Though he feared he might be fired, Jones felt compelled to report the racism to human resources. His first meeting went well, he said. The woman assigned to his department, whom he identified as Tori Tanaka, “seemed to want to help.” (Tanaka, who no longer works at Tesla, could not be reached for comment.) But at the next meeting, there was a different woman who to Jones seemed less concerned. Called in a third time, he was fired.
“They didn’t tell me why, only that I wasn’t a good fit for Tesla, and later I found out it was for safety and attendance violations, which I never once had a write-up for.”
A colleague at a different Tesla facility offered to hire him there, but then told Jones he had been “blacklisted” from the company. “That was salt in the wound,” he said.
Tesla disputes that Jones was fired without warning, saying he “was reprimanded numerous times for documented attendance and safety violations” and for “walking off the job.”
Asked to provide records of Jones’ violations or reprimands, Tesla did not respond.
The company said it has no record of “Jones making any race based complaint during his employment at Tesla.”
Jones said he was never reprimanded for any workplace issue.
He had testified under oath about the prevalence of the N-word at Tesla in two recent arbitration cases brought against the company by former employees. In one case, the arbitrator awarded a Black worker more than a million dollars.
Organ, his attorney, said Jones complained to HR about racism on Dec. 6, 2017. Shortly after that, Tesla “began looking for a reason to fire him.” Jones was terminated on Feb. 13, 2018.
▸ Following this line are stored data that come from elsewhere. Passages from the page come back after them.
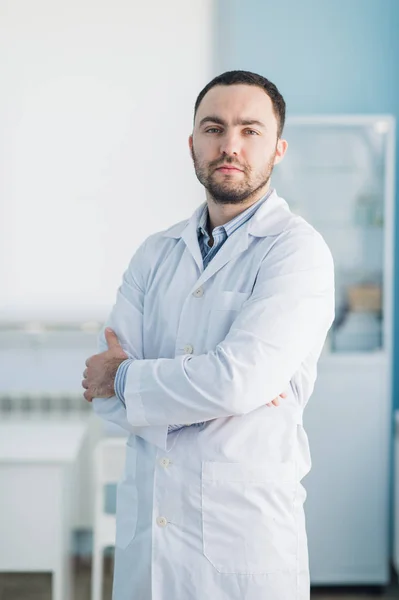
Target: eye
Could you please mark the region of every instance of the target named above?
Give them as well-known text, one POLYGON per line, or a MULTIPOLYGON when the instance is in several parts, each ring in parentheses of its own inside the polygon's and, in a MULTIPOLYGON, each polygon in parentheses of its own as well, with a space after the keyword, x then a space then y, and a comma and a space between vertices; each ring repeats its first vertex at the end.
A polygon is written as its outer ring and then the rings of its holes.
POLYGON ((257 131, 255 131, 254 129, 246 129, 245 133, 247 133, 249 135, 259 135, 259 133, 257 131))
POLYGON ((221 130, 219 129, 219 127, 209 127, 205 130, 205 133, 219 133, 220 131, 221 130))

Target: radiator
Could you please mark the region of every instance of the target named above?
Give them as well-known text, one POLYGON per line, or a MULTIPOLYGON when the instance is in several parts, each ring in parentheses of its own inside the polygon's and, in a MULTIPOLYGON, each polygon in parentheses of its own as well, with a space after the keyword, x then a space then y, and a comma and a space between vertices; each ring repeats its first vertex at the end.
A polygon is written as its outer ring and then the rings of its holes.
POLYGON ((82 394, 6 392, 0 394, 1 419, 85 418, 91 404, 82 394))

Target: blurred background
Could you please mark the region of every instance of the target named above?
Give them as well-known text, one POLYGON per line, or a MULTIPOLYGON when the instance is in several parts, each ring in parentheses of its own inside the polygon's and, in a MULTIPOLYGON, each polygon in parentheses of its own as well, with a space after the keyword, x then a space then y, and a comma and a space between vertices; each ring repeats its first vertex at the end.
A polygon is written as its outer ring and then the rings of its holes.
POLYGON ((232 69, 283 94, 272 185, 336 265, 313 597, 399 597, 398 32, 398 0, 0 0, 0 600, 111 597, 124 432, 84 363, 138 245, 203 202, 194 102, 232 69))

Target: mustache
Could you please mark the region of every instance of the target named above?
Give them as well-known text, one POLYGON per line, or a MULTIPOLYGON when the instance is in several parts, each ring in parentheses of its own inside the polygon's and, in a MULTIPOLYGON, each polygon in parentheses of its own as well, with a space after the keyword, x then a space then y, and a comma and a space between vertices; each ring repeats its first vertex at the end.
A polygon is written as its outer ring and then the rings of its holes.
POLYGON ((247 168, 244 165, 241 165, 240 163, 236 162, 231 157, 214 160, 209 163, 209 167, 213 168, 213 169, 218 169, 219 167, 222 167, 223 165, 229 165, 231 167, 236 167, 237 169, 241 169, 241 171, 247 172, 247 168))

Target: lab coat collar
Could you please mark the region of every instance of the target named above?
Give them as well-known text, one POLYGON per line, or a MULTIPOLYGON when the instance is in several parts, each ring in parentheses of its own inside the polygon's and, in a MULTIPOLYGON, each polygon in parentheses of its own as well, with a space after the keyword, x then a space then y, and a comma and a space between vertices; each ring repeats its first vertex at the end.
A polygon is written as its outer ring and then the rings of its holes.
POLYGON ((183 239, 197 264, 198 279, 191 290, 192 292, 220 271, 233 258, 245 252, 249 245, 249 235, 256 237, 278 235, 286 228, 291 218, 288 204, 273 191, 269 198, 261 204, 253 217, 227 238, 223 246, 204 269, 197 229, 205 204, 201 204, 188 221, 177 223, 164 233, 166 237, 183 239))
MULTIPOLYGON (((187 234, 189 234, 189 237, 191 237, 193 232, 197 235, 197 228, 205 205, 206 202, 203 202, 194 211, 188 221, 181 221, 180 223, 173 225, 165 231, 164 236, 175 239, 186 239, 187 234)), ((291 212, 287 202, 283 200, 283 198, 280 198, 274 190, 248 221, 248 226, 245 227, 245 230, 248 234, 256 237, 278 235, 284 231, 290 217, 291 212)))

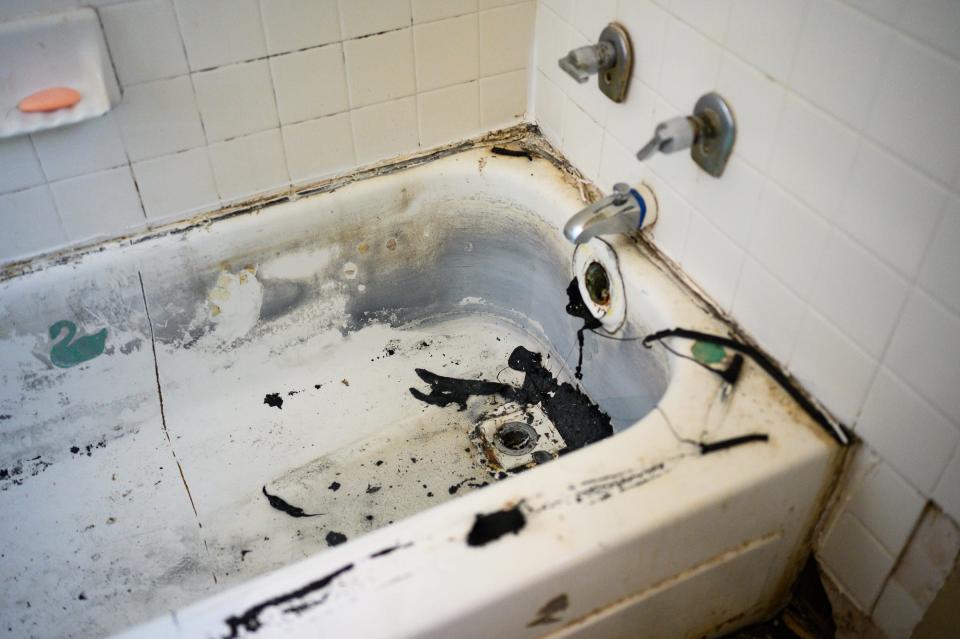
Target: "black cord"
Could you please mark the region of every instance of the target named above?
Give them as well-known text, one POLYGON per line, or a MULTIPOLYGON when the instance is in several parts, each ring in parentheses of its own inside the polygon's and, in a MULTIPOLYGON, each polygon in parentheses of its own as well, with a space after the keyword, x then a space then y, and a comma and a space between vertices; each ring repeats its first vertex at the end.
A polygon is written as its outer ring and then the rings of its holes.
POLYGON ((768 358, 754 346, 738 342, 722 335, 711 335, 709 333, 701 333, 700 331, 693 331, 687 328, 668 328, 662 331, 657 331, 656 333, 651 333, 643 338, 643 345, 647 348, 650 348, 650 344, 653 342, 660 342, 668 337, 681 337, 684 339, 713 342, 719 346, 743 353, 756 362, 760 368, 762 368, 770 377, 772 377, 774 381, 780 385, 780 388, 785 390, 787 394, 790 395, 790 397, 792 397, 793 400, 800 405, 800 408, 802 408, 807 415, 809 415, 815 422, 817 422, 817 424, 826 430, 827 433, 832 435, 834 439, 844 446, 848 446, 850 444, 850 436, 847 434, 846 427, 839 422, 835 423, 828 419, 823 411, 821 411, 814 405, 813 402, 807 399, 807 396, 804 395, 800 389, 797 388, 797 386, 786 375, 783 374, 783 371, 781 371, 780 368, 770 360, 770 358, 768 358))

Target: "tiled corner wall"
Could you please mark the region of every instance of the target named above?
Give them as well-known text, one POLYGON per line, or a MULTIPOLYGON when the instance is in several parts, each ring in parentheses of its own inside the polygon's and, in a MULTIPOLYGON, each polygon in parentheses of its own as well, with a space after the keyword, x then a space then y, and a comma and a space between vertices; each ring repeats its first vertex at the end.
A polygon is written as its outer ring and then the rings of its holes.
POLYGON ((97 9, 123 88, 96 120, 0 140, 0 264, 523 119, 516 0, 4 0, 97 9))
POLYGON ((953 0, 537 7, 546 135, 603 188, 649 182, 659 247, 866 441, 820 554, 878 619, 927 500, 960 520, 958 33, 953 0), (636 54, 622 104, 557 66, 612 20, 636 54), (710 90, 739 127, 722 179, 688 153, 634 159, 710 90))

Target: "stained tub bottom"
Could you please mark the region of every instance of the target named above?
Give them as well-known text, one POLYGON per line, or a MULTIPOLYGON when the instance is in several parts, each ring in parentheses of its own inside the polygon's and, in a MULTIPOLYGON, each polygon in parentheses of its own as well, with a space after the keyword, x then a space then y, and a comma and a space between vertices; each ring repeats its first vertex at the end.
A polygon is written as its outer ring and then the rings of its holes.
POLYGON ((157 343, 162 420, 9 486, 5 618, 27 636, 106 634, 497 481, 470 435, 504 399, 425 403, 418 368, 519 386, 507 360, 524 346, 570 378, 482 313, 291 339, 157 343), (40 495, 55 497, 37 509, 40 495), (62 534, 24 536, 44 528, 62 534))

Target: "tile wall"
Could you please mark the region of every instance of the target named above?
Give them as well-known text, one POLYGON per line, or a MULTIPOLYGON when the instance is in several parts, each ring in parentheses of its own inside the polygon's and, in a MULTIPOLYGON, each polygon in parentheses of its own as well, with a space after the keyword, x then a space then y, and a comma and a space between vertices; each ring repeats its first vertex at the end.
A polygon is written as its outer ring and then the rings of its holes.
POLYGON ((866 441, 820 553, 889 619, 925 504, 960 520, 960 3, 540 0, 536 29, 546 135, 603 188, 653 185, 660 248, 866 441), (636 53, 619 105, 557 66, 612 20, 636 53), (710 90, 739 125, 722 179, 633 158, 710 90))
POLYGON ((523 119, 516 0, 4 0, 97 9, 107 115, 0 140, 0 264, 523 119))

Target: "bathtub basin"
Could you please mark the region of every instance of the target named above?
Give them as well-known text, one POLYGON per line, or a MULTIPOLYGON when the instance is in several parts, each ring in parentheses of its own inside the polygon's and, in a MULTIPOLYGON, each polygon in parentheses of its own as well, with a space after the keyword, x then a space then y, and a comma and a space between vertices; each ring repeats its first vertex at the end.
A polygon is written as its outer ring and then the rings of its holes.
POLYGON ((840 447, 753 362, 634 339, 733 329, 605 238, 627 319, 581 353, 562 166, 382 173, 0 283, 13 635, 694 637, 783 602, 840 447))

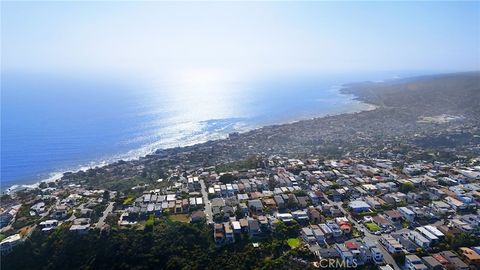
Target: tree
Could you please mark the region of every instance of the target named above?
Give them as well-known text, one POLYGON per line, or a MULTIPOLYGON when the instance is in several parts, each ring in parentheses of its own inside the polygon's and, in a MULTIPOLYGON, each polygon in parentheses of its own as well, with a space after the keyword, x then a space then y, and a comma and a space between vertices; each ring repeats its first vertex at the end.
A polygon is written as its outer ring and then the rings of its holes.
POLYGON ((288 196, 287 207, 288 207, 288 208, 297 207, 297 201, 296 201, 295 195, 290 194, 290 195, 288 196))
POLYGON ((104 202, 108 202, 110 200, 110 192, 108 190, 103 192, 102 199, 104 202))
POLYGON ((404 182, 404 183, 402 183, 402 185, 400 185, 400 192, 408 193, 408 192, 412 191, 413 188, 414 188, 413 183, 404 182))
POLYGON ((233 177, 231 173, 225 173, 225 174, 222 174, 218 180, 223 184, 229 184, 229 183, 232 183, 233 180, 235 180, 235 177, 233 177))
POLYGON ((235 216, 237 217, 237 219, 241 219, 245 217, 245 213, 240 207, 237 207, 237 209, 235 209, 235 216))
POLYGON ((471 233, 461 233, 458 236, 449 237, 448 242, 453 249, 480 245, 480 239, 471 233))

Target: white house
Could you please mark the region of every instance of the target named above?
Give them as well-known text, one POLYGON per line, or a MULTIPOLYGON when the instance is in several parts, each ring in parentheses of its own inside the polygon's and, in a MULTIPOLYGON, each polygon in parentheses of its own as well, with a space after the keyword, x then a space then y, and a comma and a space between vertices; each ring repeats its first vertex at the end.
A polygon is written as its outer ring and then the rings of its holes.
POLYGON ((402 217, 409 221, 409 222, 413 222, 415 220, 415 212, 413 212, 412 210, 408 209, 407 207, 398 207, 397 209, 400 214, 402 214, 402 217))

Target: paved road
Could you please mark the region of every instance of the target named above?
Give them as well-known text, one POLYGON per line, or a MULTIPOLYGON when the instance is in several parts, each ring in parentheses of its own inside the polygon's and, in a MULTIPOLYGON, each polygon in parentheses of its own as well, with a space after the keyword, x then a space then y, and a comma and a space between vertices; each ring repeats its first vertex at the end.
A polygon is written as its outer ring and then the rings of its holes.
POLYGON ((213 223, 213 213, 212 213, 212 205, 210 204, 210 200, 208 199, 208 192, 207 187, 205 186, 205 182, 200 180, 201 192, 203 197, 203 203, 205 204, 205 215, 207 216, 207 223, 213 223))
POLYGON ((334 201, 331 201, 330 199, 327 198, 327 201, 330 203, 330 204, 333 204, 333 205, 336 205, 338 206, 338 208, 340 209, 340 211, 348 218, 348 220, 354 224, 354 226, 356 228, 362 228, 363 229, 363 233, 365 234, 366 237, 368 238, 371 238, 371 239, 374 239, 377 243, 378 243, 378 246, 379 246, 379 249, 380 251, 382 252, 383 254, 383 259, 385 261, 385 263, 388 263, 390 264, 391 266, 393 266, 393 268, 395 270, 401 270, 400 266, 398 266, 398 264, 395 262, 395 260, 393 259, 392 255, 390 255, 390 253, 388 253, 388 251, 383 247, 383 245, 379 242, 379 239, 380 239, 380 236, 379 235, 374 235, 374 234, 371 234, 370 231, 365 228, 362 224, 359 224, 355 219, 353 219, 351 216, 350 216, 350 213, 347 212, 343 206, 342 206, 342 202, 334 202, 334 201))
POLYGON ((100 217, 100 219, 97 222, 97 228, 102 229, 103 225, 105 225, 105 219, 107 218, 108 214, 110 214, 113 210, 113 204, 114 202, 110 202, 105 208, 105 211, 103 211, 103 215, 100 217))

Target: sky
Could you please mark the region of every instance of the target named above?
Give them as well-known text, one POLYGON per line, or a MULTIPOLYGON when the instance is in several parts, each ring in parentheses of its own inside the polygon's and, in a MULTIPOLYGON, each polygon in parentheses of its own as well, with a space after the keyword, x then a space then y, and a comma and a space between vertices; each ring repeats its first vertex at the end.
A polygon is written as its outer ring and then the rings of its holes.
POLYGON ((479 70, 480 3, 2 1, 1 55, 31 72, 479 70))

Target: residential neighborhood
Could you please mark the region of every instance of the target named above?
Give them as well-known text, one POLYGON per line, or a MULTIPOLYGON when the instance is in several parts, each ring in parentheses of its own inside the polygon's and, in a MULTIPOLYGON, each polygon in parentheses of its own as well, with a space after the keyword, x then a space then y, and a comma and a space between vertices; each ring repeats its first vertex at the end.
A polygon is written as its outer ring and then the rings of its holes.
POLYGON ((10 206, 2 204, 2 232, 17 233, 2 240, 1 251, 33 230, 129 230, 168 217, 206 222, 218 247, 278 235, 308 250, 316 267, 332 259, 347 268, 480 267, 479 166, 271 156, 255 169, 170 173, 157 187, 133 188, 137 196, 68 182, 37 188, 28 201, 12 196, 10 206))

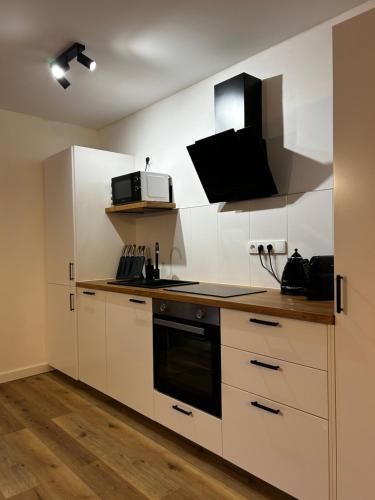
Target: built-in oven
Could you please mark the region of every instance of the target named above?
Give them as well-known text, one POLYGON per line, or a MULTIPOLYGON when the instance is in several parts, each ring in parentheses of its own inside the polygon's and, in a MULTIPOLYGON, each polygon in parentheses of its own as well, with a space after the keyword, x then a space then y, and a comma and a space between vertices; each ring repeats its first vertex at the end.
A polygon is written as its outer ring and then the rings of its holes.
POLYGON ((153 339, 155 389, 221 418, 219 308, 154 299, 153 339))

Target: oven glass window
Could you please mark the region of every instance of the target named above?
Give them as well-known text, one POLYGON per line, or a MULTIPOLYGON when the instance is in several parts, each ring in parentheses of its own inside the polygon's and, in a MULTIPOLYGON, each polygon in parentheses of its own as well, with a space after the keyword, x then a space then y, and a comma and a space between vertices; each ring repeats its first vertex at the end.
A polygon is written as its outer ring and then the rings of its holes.
POLYGON ((219 327, 185 321, 173 325, 175 320, 165 318, 163 325, 154 323, 155 388, 220 417, 219 327), (188 331, 191 326, 193 331, 188 331))

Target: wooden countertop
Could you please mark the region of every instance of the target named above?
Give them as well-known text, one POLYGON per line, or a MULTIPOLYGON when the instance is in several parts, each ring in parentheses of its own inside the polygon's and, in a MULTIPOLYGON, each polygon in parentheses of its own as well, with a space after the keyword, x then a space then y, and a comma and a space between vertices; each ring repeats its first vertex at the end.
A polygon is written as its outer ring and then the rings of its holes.
POLYGON ((160 288, 108 285, 107 281, 110 280, 79 281, 77 282, 77 287, 138 295, 141 297, 176 300, 178 302, 190 302, 191 304, 202 304, 225 309, 236 309, 238 311, 280 316, 282 318, 324 323, 326 325, 333 325, 335 323, 333 301, 313 301, 307 300, 305 297, 281 295, 279 290, 274 289, 267 289, 266 293, 221 298, 173 292, 160 288))

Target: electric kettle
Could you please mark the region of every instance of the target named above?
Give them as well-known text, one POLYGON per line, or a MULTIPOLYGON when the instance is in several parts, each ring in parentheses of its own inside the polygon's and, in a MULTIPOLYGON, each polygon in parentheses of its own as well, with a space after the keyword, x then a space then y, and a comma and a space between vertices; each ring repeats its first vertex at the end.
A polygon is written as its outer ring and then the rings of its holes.
POLYGON ((281 293, 283 295, 306 294, 308 285, 308 265, 309 261, 303 259, 296 248, 294 254, 285 264, 281 277, 281 293))

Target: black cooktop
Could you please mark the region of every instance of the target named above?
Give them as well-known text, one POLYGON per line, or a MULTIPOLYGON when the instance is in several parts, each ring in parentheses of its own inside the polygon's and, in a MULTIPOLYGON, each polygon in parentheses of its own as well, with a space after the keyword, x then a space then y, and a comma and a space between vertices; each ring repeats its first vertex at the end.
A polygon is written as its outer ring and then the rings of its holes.
POLYGON ((170 292, 193 293, 197 295, 210 295, 211 297, 239 297, 240 295, 252 295, 254 293, 263 293, 267 290, 263 288, 244 288, 226 285, 210 285, 206 283, 196 285, 184 285, 169 287, 170 292))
Jones now runs the skateboard company he founded, Spread the Shred. Sometimes he thinks about Musk, who once told employees who were targets of racism to get a “thick skin.”
“He has good ideas,” Jones said. But “if you don’t humble yourself a little bit, it will bring you down the wrong path. You might think you’re doing the right thing, but you’re not.”
Times researcher Scott Wilson contributed to this report.